Set it and forget it OCR

Jul 26
2010

My office is a paper monster. Paper comes in and never leaves intact. The scary part is how fast this happens. Paper in hand, review its contents and asses its value, scan it, shred it. Usually within minuets of its existence. The value of set it and forget it OCR is tremendous, but you have to be comfortable.

Set it and forget it OCR is where you take your OCR product and configure it to automatically process any images that appear in a certain folder. For my office, I scan to an “input” folder and all the resulting compressed and OCR’ed PDF files end up in the “File Cabinet” folder. My strategy will not work for the timid because basically I’m relying solely on the power of OCR text and search to retrieve documents when I need them. Most would rather configure their ADF scanner to have a setting or folder for each particular class of documents. Most document scanners anymore have as few as 9 and as many as 99 destinations you can program. You can set each destination as its own input folder with its own OCR settings with its own output folder.

I know I can do this because I know what settings it takes to get the quality of OCR I would need to at least have one or more usable keyword on the document for search.  And after-all, I’m an expert in OCR so to not use it everyday would be crazy in its own right. I’ve yet to be proven wrong, my “File Cabinet” abyss has always given me the information I need at the time I asked for it and sometimes even new information I did not realize I had.

Now for you records management folks shaking your head, I understand your complaint. It should not be about my approach but should be about what I do with the final paper product. For those items that are for legal or business reasons that are deemed as a record by your taxonomy, they should be filed as such, perhaps scanned again as a record, and for heavens sake if you are not supposed to, don’t destroy it!

The purpose of my madness is to touch paper as little as possible, and get information only when I need it. I am an extremist, but I assure you there is serious value, and a little fun in the set it and forget it OCR technique.

Chris Riley – About

Find much more about document technologies at www.cvisiontech.com.

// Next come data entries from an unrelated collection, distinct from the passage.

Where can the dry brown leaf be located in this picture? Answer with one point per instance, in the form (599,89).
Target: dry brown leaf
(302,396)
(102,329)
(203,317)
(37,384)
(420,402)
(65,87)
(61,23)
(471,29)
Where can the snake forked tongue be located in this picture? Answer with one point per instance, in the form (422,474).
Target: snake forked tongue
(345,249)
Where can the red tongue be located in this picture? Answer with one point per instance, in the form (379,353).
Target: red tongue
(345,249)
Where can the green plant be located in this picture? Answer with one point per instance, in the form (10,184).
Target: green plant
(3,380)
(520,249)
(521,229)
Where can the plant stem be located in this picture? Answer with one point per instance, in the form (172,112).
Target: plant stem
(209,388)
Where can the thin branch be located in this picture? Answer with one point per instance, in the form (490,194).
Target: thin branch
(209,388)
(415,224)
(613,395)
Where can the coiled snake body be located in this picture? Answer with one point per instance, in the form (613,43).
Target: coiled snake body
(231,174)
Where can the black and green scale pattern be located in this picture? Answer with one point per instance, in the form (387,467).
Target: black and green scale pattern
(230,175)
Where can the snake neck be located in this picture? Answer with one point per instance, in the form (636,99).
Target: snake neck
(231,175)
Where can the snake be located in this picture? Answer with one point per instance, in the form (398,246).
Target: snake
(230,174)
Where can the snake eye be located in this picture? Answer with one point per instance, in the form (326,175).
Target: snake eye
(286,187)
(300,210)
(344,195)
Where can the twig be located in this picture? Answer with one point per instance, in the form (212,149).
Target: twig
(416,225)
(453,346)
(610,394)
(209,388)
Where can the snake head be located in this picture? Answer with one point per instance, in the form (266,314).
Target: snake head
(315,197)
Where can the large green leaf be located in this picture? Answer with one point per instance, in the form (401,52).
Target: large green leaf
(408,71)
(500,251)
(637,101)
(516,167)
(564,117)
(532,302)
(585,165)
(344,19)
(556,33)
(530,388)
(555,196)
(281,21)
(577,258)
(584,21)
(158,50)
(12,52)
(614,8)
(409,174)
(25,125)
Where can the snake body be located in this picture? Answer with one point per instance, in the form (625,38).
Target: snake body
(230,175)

Down and dirty paperless office

Jul 11
2010

In my office, paper comes in, is reviewed for value, gets scanned, and shredded or filed. I have setup a system that allows me to very efficiently scan documents to my “digital file cabinet”. Here is a quick guide on how I do it!

What you will need:

  1. An unused computer attached to your network

  2. Google Desktop Search with network browsing enabled

  3. A document scanner

  4. A server based automatic OCR product

  5. A file compression product ( optional but recommended )

Now to put it all together. How I have my system setup is an inexpensive desktop computer with Windows XP installed. Once all the applications are installed you don’t even need a monitor attached to this computer. The computer is visible on the network and has one folder shared the “File Cabinet” folder in my case. This computer is my stand alone digital file cabinet. Attached to it is a document scanner with a 30 page feeder. I have the scanner configured to scan to an “input” directory on the machine.

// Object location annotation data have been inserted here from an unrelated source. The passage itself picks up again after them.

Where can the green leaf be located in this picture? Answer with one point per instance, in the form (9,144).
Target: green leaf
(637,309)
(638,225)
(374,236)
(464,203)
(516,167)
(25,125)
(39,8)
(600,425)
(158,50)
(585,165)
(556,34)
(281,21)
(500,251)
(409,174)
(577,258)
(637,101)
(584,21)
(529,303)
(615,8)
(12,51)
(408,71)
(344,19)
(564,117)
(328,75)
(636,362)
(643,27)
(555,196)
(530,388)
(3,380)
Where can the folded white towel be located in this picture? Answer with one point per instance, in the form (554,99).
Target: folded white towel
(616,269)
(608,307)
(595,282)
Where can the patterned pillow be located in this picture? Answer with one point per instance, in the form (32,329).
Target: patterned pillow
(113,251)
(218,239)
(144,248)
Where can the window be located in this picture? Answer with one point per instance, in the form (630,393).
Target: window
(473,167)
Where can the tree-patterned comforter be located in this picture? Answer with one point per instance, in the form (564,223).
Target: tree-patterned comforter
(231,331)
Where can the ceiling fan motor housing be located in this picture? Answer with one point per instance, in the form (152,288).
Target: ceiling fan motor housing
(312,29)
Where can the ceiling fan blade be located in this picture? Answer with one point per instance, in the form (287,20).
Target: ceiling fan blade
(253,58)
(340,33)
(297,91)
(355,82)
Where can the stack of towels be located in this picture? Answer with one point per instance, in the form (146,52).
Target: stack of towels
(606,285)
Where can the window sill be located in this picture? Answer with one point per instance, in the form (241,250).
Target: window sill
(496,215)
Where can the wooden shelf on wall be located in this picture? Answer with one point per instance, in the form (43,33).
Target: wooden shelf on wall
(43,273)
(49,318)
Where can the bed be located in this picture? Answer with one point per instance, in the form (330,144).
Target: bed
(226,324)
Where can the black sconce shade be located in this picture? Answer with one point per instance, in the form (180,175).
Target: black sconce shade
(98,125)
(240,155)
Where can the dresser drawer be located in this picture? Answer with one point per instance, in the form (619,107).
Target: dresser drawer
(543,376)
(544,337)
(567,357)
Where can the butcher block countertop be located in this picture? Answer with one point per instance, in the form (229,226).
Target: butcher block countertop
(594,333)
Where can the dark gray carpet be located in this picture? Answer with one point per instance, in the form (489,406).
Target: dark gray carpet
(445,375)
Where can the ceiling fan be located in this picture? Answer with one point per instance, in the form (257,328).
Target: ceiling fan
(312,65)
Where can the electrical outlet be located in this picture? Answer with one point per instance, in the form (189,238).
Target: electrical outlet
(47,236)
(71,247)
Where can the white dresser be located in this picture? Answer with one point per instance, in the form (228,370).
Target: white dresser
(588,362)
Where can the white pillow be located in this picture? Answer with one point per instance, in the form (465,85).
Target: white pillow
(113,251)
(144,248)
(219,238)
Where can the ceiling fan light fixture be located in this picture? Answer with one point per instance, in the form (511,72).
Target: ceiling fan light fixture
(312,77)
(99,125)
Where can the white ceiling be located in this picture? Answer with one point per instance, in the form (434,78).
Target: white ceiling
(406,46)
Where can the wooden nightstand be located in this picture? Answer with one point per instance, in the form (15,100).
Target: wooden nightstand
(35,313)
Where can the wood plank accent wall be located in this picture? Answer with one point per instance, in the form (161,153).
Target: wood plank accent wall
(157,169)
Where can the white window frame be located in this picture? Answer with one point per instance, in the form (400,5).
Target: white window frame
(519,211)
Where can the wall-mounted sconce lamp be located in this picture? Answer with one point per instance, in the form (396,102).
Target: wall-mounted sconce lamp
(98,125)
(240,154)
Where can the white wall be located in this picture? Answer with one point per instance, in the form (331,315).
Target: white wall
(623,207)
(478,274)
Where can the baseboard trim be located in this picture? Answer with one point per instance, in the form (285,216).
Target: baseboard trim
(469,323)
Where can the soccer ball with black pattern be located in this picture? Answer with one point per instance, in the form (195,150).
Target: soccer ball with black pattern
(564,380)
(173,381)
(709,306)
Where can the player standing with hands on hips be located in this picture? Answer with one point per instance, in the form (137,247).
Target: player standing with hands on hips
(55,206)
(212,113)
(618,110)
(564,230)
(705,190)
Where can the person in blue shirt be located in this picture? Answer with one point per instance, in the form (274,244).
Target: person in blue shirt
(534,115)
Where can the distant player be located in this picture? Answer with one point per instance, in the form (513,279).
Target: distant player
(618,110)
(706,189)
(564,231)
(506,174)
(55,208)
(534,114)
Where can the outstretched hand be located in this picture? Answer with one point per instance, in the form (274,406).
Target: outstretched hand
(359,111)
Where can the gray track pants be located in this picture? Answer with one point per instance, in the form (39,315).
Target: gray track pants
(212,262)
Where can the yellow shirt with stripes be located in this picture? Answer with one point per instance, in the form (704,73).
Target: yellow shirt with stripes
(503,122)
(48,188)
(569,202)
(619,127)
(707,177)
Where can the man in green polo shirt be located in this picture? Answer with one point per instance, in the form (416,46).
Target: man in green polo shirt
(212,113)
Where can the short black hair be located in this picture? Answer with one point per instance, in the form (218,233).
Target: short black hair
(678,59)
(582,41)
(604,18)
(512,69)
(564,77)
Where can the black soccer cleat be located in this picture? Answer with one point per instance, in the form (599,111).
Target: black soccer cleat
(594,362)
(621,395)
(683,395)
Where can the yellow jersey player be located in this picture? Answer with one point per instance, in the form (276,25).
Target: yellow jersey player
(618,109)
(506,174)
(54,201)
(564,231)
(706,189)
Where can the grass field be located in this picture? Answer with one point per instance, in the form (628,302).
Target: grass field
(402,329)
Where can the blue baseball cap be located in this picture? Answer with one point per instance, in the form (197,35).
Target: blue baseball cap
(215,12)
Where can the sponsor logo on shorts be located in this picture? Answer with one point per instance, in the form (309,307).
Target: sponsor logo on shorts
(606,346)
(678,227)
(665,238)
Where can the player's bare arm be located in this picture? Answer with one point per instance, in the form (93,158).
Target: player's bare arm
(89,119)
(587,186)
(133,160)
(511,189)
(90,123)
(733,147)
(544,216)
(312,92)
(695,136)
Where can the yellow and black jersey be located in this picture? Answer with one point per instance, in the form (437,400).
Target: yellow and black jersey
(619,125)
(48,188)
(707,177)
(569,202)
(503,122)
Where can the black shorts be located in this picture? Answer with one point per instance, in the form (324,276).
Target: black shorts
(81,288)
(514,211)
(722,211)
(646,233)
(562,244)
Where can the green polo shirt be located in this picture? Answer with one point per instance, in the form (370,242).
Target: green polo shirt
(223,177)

The automatic OCR processing product is configured to pick up images as soon as they arrive in the input folder “hot folder”, OCR them using specific index level OCR settings, and create a PDF with a hidden search-able layer. The resulting PDF is put into another hot folder that the PDF compression tool is watching. As soon as a PDF arrives in this folder it is instantly compressed and the compressed PDF is moved to the “File Cabinet Folder”.

Because Google desktop search is enabled to index all files in the “File Cabinet” folder the PDFs very quickly become a part of the index. Configure your Google desktop search to enable network searches so that any machine on the network can open a browser, go to a URL located on the digital file cabinet machine and be located with a search.

Once it’s setup it’s simply a matter of putting paper in the scanner and pressing the scan button, and you’re done. It’s that easy, and extremely useful!

Chris Riley – About

Find much more about document technologies at www.cvisiontech.com.

Workflow, super-charge with OCR

Jun 21
2010

Document workflow can be as easy as saving a file to a single location to as complex as decision tree document routing rules. Throw some paper into the mix and the problem intensifies slightly. Getting your paper documents to fit your already accepted digital document workflow can be challenging. Some organizations choose to keep the paper and digital workflows separate. Others unite them but create separate rules for each. For most however, it would be ideal to have a single workflow engine or product supporting both the digital, image, and paper documents.

To do so with the greatest value, you need not only document conversion using Optical Character Recognition ( OCR ), but some other advanced imaging and recognition tools. In the digital document world, you don’t have only the data contained in the document, you have various other meta data items such as file name, file location ( taxonomy ), tags, etc. In order to marry paper with digital the same has to be duplicated on the paper document and has to occur at time of document processing. This could be a manual process or automated, and depending on your paper volume doing it in manual may be OK. To compete with the efficiency of digital documents however, automatic is the way to go.

Using OCR, image-based and contextual-based classification, paper or image documents that enter the workflow can obtain the same value as digital documents. The OCR is responsible for getting all the content from the document. The purpose of this content is for search, indexing, auto-filing, as well as generation of keywords ( tags ) associated with a taxonomy. In order to determine where the document fits into a taxonomy, you must first classify it.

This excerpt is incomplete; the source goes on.